Remember the three-day New York City transit strike of December 2005? If you do, you must be imagining things—because, according to an official legislative filing by Assemblyman Peter Abbate, Jr. of Brooklyn, there hasn’t been a transit work stoppage in the city since 1989.
Abbate made that claim—or tacitly signed onto it, at any rate—in the memorandum he filed as sponsor of a bill (A.5303) that would add four upstate New York public transit authorities to a state Taylor Law provision that allows for binding arbitration of labor union contract disputes involving the Metropolitan Transportation Authority (MTA) and New York Transit Authority (NYTA).
Sloppy bill memoranda riddled with inadequate and even misleading information are nothing new in the chronically dysfunctional state Legislature. But even by Albany standards, the Abbate memo is a whopper.
To begin with, the memorandum says the bill amends a portion of Section 208 of Civil Service Law—when, in fact, the section in question is 209 (as is made clear at the beginning of the bill text itself). That could be dismissed as a typographical error, but what follows is worse. The “Justification” section of the memo begins with this sentence:
Current law requires any contract disputes between the New York between the New York City Transit Authority (NYCTA) and the Metropolitan Transit Authority (MTA) and its employees to be referred to a public arbitration panel to resolve impasses in collective negotiations.
In fact, Section 209.5(a) of Civil Service Law does not “require” arbitration of city transit contract impasses. Rather, it says that an arbitration panel will be formed if (a) the state Public Employment Relations Board (PERB) decides a “voluntary resolution [of a contract dispute] … cannot be affected,” or (b) “upon the joint request” of the union and the transit authority. The distinction is an important one: compulsory arbitration is more likely to be overused (and abused) when it can be effectively forced by unions alone, as has been the case for the past 42 years in contract disputes involving local police and firefighters.
Incredibly, the Abbate memo adds this claim:
Compulsory arbitration has allowed the people of New York to enjoy uninterrupted service in the MTA and NYCTA area since 1989.

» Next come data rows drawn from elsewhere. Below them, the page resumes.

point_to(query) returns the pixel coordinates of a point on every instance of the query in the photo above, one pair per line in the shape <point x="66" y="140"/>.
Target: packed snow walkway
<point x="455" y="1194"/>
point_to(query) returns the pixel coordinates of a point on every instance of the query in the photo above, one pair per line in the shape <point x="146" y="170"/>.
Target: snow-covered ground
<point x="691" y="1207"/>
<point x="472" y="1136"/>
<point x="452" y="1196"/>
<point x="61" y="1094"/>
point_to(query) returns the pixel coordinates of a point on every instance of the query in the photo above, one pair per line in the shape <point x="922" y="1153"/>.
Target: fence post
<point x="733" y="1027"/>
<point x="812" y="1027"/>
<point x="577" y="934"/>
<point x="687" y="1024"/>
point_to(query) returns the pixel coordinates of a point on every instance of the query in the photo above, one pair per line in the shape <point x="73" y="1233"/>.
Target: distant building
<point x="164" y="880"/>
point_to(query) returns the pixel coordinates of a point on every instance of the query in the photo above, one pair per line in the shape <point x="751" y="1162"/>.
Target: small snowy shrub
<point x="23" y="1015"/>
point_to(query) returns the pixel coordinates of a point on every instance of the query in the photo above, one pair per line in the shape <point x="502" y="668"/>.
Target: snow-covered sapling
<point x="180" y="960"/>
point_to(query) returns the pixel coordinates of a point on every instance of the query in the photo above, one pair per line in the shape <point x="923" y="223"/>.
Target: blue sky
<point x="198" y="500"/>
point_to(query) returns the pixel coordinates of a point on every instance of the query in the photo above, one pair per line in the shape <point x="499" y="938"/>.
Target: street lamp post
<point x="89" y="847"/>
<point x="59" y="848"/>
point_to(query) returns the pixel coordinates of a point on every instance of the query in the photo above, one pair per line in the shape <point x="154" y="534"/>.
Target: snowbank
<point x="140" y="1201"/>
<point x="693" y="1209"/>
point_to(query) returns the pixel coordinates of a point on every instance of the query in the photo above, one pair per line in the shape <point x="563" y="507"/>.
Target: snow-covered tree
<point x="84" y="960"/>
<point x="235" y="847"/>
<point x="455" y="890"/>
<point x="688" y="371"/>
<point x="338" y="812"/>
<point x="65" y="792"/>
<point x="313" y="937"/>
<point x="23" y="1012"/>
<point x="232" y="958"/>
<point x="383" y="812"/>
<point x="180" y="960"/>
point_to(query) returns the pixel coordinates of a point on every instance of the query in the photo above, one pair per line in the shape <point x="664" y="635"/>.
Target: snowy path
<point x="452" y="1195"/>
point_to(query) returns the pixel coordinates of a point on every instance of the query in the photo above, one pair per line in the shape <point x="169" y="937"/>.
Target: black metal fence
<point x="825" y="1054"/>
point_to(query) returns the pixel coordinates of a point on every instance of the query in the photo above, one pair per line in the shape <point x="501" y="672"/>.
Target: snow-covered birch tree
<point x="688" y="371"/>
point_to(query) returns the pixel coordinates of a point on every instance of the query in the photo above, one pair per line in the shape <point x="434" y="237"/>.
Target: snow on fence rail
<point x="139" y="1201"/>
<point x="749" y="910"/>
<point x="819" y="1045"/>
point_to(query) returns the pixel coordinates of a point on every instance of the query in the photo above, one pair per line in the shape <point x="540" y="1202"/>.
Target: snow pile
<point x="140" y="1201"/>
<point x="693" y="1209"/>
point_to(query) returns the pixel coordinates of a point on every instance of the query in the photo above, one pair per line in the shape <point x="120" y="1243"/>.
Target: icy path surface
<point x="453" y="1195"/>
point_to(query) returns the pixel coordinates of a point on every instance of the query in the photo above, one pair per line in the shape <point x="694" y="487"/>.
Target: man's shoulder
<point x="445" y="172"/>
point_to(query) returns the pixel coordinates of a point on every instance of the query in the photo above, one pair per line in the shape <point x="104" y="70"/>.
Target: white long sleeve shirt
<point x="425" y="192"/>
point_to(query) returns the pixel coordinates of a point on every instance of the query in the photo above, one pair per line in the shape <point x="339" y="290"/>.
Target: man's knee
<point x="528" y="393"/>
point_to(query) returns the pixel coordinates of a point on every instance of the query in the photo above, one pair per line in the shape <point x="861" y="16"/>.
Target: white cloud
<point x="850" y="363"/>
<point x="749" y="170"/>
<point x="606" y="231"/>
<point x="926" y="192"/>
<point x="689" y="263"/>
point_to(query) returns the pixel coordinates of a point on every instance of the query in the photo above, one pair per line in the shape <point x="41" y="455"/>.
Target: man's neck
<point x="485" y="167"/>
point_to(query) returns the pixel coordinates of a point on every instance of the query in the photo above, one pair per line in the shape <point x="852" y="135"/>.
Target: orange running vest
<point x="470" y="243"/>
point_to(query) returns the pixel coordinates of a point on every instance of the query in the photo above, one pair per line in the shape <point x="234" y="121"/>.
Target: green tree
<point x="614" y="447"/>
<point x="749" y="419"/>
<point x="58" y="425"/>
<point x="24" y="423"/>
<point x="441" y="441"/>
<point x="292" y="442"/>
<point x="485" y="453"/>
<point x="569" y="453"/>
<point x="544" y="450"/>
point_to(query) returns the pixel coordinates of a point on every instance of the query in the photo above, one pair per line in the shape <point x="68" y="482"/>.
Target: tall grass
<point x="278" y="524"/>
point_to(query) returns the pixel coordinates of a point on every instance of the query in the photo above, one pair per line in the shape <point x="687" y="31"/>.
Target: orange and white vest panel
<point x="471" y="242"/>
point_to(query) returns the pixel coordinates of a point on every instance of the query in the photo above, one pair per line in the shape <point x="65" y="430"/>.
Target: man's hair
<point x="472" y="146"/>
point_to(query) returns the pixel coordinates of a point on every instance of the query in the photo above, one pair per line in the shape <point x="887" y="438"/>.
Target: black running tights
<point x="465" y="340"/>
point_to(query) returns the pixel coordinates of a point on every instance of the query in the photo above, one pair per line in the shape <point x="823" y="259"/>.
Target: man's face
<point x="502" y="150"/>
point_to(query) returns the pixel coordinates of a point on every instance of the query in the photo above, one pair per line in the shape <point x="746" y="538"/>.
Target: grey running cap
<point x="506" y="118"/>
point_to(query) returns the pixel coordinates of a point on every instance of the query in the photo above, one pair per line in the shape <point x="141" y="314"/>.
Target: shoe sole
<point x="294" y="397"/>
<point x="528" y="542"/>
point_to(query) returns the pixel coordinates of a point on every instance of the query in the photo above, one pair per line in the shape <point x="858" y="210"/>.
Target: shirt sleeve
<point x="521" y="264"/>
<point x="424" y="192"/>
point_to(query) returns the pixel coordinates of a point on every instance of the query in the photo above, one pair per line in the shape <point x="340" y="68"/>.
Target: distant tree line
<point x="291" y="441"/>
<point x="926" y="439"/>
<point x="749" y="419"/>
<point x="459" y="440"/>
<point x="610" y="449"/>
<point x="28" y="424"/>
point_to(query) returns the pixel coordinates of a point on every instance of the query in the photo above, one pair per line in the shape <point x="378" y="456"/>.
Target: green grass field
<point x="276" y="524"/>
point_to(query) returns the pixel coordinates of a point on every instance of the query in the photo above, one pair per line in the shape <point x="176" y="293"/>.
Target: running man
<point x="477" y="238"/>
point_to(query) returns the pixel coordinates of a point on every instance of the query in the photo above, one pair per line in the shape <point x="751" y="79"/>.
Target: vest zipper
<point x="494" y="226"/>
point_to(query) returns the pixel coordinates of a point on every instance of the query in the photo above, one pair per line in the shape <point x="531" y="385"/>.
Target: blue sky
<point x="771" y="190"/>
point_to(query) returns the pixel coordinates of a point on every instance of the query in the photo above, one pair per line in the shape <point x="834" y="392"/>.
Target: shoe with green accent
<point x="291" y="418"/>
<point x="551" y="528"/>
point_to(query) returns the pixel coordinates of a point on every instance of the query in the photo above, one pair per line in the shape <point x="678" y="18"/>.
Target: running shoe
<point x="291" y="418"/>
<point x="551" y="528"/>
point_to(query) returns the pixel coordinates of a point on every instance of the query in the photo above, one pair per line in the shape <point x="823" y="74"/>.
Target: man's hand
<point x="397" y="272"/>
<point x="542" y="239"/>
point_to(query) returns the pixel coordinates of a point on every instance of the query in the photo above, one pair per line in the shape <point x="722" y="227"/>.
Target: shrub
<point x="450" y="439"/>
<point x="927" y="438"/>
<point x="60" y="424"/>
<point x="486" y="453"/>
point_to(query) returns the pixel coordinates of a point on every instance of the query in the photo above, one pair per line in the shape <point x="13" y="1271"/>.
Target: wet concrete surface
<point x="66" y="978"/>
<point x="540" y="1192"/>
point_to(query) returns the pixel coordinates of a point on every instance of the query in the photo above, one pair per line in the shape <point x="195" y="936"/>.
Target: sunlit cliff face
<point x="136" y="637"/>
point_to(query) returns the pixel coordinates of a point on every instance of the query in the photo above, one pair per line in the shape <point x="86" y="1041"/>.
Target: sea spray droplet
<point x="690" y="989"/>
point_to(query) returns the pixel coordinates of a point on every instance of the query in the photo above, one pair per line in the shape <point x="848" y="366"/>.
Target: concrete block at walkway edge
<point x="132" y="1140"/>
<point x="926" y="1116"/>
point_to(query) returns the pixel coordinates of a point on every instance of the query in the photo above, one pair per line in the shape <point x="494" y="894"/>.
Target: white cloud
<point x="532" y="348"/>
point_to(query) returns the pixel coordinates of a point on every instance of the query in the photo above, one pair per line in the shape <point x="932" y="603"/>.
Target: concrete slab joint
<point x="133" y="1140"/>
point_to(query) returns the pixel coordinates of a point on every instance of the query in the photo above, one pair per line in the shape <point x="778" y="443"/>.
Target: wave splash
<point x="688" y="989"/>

In fact, as most adult New Yorkers (including Abbate’s constituents) will recall, the 33,700 members of Local 100 of the Transit Works Union (TWU) walked off their jobs at 3 a.m. on Dec. 20, 2005—inconveniencing millions of commuters and causing an estimated $1 billion in economic losses before service was fully restored on the morning of Dec. 23.
To cap off the justification, the bill memo states:
All evaluations of the effects of this [arbitration] law have been positive and have advocated the continuation of this process.
“Evaluations” by whom? The memo doesn’t say.
In fact, a strong case can be made that binding arbitration merely is a way for public agencies to duck accountability and shift the blame for unaffordable and even budget-busting results. That’s what happened in late 2008, when, at the direction of then-Governor David Paterson, the transit authority joined the TWU in seeking arbitration of the next contract they attempted to negotiate after the pact that ended the strike three years earlier.
The result, as described here:
Almost unbelievably–in the midst of the New York’s worst economic downturn since the Great Depression, not to mention the MTA’s own severe fiscal crisis–transit workers belonging to Local 100 of the Transport Workers Union will receive an 11.3 percent pay increase over the next three years, under an award from a three-member state labor arbitration panel. The arbitration panel also agreed to cap worker contributions to employee health insurance–rolling back part of a key union concession after the TWU’s illegal 2005 strike.
The arbitration award was blasted as “unprecedented” by the one dissenting voice on the three-member arbitration panel, Dall Forsythe, a New York University professor who had served as Governor Mario Cuomo’s budget director.
The Abbate memo concludes by describing his bill’s fiscal implications as “none,” which is not unusual: at this point, there is a virtual legislative tradition of denying that potentially far-reaching labor laws will have any impact on budgets, despite ample evidence to the contrary.
In reality, laws like Abbate’s transit arbitration proposal can have significant and far-reaching fiscal implications: for example, by opting for arbitration, the Paterson administration effectively caved to a bigger pay raise than the MTA could afford and failed to seek much-needed changes to work rules that continue to drive up transit costs.
Unfortunately, the inaccurate Abbate bill memo is all too typical of what’s been coming out of the Legislature for years. As chairman of the Assembly Committee on Governmental Employees, Abbate has a notable track-record of simply introducing whatever he’s handed by unions. All the same, it would be nice if, among many other needed rule-changes, New York lawmakers insisted on being presented with fair and accurate explanations and analyses of the potential consequences of proposed bills.
Abbate’s bill was on today’s Assembly debate list—so by the time you read this, it may already have passed, probably without debate. Meanwhile, the bill has a Senate companion, backed by an identically worded memo. The sponsor, Sen. Richard Funke, is from Rochester, so he at least has an excuse for not remembering the transit strike. (The Senate bill had advanced from committee to the floor calendar.)